BRIEF DESCRIPTION OF THE DRAWINGS
[0039] FIG. 1 is a flow chart according to an exemplary embodiment
of the invention;
[0040] FIG. 2 is a flow chart according to an exemplary embodiment
of the invention;
[0041] FIG. 3 is an exemplary list of types of bundled activity and
events according to embodiments of the invention;
[0042] FIG. 4 illustrates an exemplary data model according to
embodiments of the invention; and
[0043] FIG. 5 is a flow chart according to an exemplary embodiment
of the invention.
DETAILED DESCRIPTION OF THE PREFERRED EMBODIMENTS
[0044] Although the following detailed description includes many
specifics for the purposes of illustration, there are many
variations and alterations to the following details within the
scope of the invention. The following exemplary embodiments of the
invention are set forth without any loss of generality to, and
without imposing limitations upon, the claimed invention.
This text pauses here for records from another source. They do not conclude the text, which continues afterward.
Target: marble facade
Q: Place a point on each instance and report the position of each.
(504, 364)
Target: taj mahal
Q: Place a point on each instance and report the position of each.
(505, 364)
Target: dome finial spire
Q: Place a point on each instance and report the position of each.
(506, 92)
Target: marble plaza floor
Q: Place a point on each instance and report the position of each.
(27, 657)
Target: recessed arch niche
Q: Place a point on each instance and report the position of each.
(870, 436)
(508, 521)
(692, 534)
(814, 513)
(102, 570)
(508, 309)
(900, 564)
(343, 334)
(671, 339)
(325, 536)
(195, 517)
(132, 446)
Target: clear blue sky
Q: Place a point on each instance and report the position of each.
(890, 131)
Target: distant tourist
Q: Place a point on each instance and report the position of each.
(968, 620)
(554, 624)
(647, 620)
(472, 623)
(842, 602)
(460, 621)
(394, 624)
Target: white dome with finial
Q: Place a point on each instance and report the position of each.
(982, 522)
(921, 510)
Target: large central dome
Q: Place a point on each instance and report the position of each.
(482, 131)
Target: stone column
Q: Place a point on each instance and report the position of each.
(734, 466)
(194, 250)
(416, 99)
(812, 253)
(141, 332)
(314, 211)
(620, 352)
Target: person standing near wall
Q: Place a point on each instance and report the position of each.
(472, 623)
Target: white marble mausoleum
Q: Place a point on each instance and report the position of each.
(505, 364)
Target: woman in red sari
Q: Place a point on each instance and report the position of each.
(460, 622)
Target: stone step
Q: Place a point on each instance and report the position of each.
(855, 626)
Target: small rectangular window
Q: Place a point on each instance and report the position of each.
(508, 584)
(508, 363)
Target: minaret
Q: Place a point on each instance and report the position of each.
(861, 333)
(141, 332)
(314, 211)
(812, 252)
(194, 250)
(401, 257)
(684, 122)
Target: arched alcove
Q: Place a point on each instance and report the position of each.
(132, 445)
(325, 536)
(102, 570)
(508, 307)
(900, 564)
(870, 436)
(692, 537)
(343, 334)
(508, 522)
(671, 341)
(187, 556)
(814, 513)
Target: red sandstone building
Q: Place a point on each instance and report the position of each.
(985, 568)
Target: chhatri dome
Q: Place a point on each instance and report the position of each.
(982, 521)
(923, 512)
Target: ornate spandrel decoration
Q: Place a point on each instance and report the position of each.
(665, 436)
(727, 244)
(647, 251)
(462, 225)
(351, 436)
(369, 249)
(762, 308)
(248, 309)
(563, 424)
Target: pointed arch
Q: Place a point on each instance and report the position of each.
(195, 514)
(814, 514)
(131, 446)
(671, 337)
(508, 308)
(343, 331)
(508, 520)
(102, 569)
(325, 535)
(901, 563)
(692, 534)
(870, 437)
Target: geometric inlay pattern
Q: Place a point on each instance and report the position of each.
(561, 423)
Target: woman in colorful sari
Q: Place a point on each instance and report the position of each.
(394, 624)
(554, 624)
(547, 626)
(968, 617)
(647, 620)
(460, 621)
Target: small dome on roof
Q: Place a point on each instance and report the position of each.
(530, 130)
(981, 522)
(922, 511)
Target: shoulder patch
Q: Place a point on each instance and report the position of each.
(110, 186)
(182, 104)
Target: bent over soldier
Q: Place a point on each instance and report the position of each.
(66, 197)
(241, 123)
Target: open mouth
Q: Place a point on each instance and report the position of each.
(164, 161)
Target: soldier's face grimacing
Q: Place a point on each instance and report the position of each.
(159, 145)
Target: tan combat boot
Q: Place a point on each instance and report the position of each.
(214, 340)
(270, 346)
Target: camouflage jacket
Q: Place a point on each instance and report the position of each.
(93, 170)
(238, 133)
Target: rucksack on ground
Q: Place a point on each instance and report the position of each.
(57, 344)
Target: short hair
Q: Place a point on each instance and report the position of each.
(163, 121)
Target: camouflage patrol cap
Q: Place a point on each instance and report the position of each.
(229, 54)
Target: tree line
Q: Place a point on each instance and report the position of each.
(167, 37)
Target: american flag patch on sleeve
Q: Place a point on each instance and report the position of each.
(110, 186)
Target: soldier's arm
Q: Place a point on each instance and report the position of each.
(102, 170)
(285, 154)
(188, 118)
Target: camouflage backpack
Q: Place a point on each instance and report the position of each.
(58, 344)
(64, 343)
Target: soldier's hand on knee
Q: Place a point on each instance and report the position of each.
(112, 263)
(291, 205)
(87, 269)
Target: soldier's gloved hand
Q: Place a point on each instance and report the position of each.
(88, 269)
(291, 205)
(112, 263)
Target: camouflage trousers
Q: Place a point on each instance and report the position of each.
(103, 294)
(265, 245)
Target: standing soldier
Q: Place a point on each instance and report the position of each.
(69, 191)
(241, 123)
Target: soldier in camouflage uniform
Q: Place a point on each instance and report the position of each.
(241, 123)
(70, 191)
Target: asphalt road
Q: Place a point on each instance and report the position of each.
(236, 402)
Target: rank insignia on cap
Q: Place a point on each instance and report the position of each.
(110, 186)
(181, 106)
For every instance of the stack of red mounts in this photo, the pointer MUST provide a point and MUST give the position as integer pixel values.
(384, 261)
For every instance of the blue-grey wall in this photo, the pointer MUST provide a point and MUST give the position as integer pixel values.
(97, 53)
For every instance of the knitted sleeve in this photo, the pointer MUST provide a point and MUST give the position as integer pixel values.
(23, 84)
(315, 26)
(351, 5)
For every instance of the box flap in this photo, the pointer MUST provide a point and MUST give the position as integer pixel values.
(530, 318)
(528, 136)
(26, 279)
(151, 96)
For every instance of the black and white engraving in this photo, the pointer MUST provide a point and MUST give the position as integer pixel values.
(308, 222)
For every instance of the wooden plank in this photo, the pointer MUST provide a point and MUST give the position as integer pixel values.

[0045] The amount of web activity, human actions, APIs, API calls,
and data has increased dramatically in the past years. The ability
for individuals and enterprises to manage and curate this vast
information has become nearly impossible. FIG. 1 is a flow chart
according to an exemplary embodiment of the invention. As shown in
FIG. 1, Web Activity can be converted into manageable events (Web
Events) within an event-driven architecture. The importance of
achieving this within an event-driven architecture is due to the
transformation of the web into an ecosystem that is more real-time
and dynamic, much in the same way the stock market is, and the need
for curation and determining relevance in a timely manner.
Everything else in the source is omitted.